Thoracotomy was the standard surgical approach for hyperhidrosis but the introduction of video-assisted thoracoscopic surgery (VATS) and the advances in video-endoscopic technology have replaced open surgery for performing sympathectomy.12 As a result, patients have shorter hospital stays, reduced morbidity, less pain, and better cosmetic results.13
Video-assisted thoracoscopic sympathectomy usually is done through multiple ports but more recently, the integration of electrocautery/diathermy to the thoracoscope permits a single-port procedure. This single-port approach has been shown to be faster and provides excellent cosmetic and functional outcomes.14-16
The development of residual pneumothorax is a well-known complication of endoscopic thoracic procedures and is not specific to this procedure.7 In our patients, residual minimal pneumothorax occurred in two patients (5.7%) in group A and in one patient (2.8%) in group B, a rate comparable to that in other reports.14,17
No episodes of postoperative Horner syndrome were reported in this study. Interestingly, in the early reports of endoscopic thoracic surgery, the incidence of Horner syndrome was as high as 12%, but improved familiarity with the procedure and the anatomy (in particular the avoidance of the superior third of the stellate ganglion) has reduced incidence rates to less than 1%.18,19
Compensatory hyperhidrosis affecting the trunk and/or abdomen occurred in seven patients (20%) in group A and eight (22.2%) in group B. Other studies have reported compensatory hyperhidrosis between 67% and 85%.20-23 The incidence and degree of compensatory hyperhidrosis appear to depend on the extent of resection of the sympathetic chain, which may account for the differences in various studies. Our technique involves limited excision of the ganglia at T2-T3 for palmar hyperhidrosis to minimize compensatory symptoms. The symptoms were not severe enough to interfere with lifestyle, and this required no further treatment.
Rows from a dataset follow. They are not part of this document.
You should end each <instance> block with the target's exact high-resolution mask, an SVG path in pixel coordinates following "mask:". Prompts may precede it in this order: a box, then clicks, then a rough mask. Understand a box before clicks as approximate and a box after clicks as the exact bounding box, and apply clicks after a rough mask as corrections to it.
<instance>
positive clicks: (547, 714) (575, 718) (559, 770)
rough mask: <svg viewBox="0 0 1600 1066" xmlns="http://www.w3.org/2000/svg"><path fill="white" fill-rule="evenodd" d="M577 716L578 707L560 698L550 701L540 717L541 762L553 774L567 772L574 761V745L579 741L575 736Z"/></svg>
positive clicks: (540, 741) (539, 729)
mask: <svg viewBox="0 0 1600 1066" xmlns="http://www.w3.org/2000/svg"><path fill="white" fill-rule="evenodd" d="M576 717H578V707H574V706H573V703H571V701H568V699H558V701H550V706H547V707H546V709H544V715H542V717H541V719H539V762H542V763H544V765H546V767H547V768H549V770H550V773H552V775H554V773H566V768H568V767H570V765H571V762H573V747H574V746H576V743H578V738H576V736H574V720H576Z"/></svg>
No recurrence was observed in our patients. These results are in line with those reported by other authors.18,24 Previous studies showed that overall intraoperative morbidity (for example, chylothorax, or lung or vessel damage) is nearly 0.2%, including in patients converted to open thoracotomy.9,24,25 However none of these issues were observed in our study.
No significant differences were found between bilateral multiple ports and single-port video-assisted thorascopic sympathectomies. Both are effective, safe, and minimally invasive procedures that permanently improve the quality of life in patients with palmar hyperhidrosis. Careful patient selection and preoperative counseling are important to ensure a satisfactory outcome.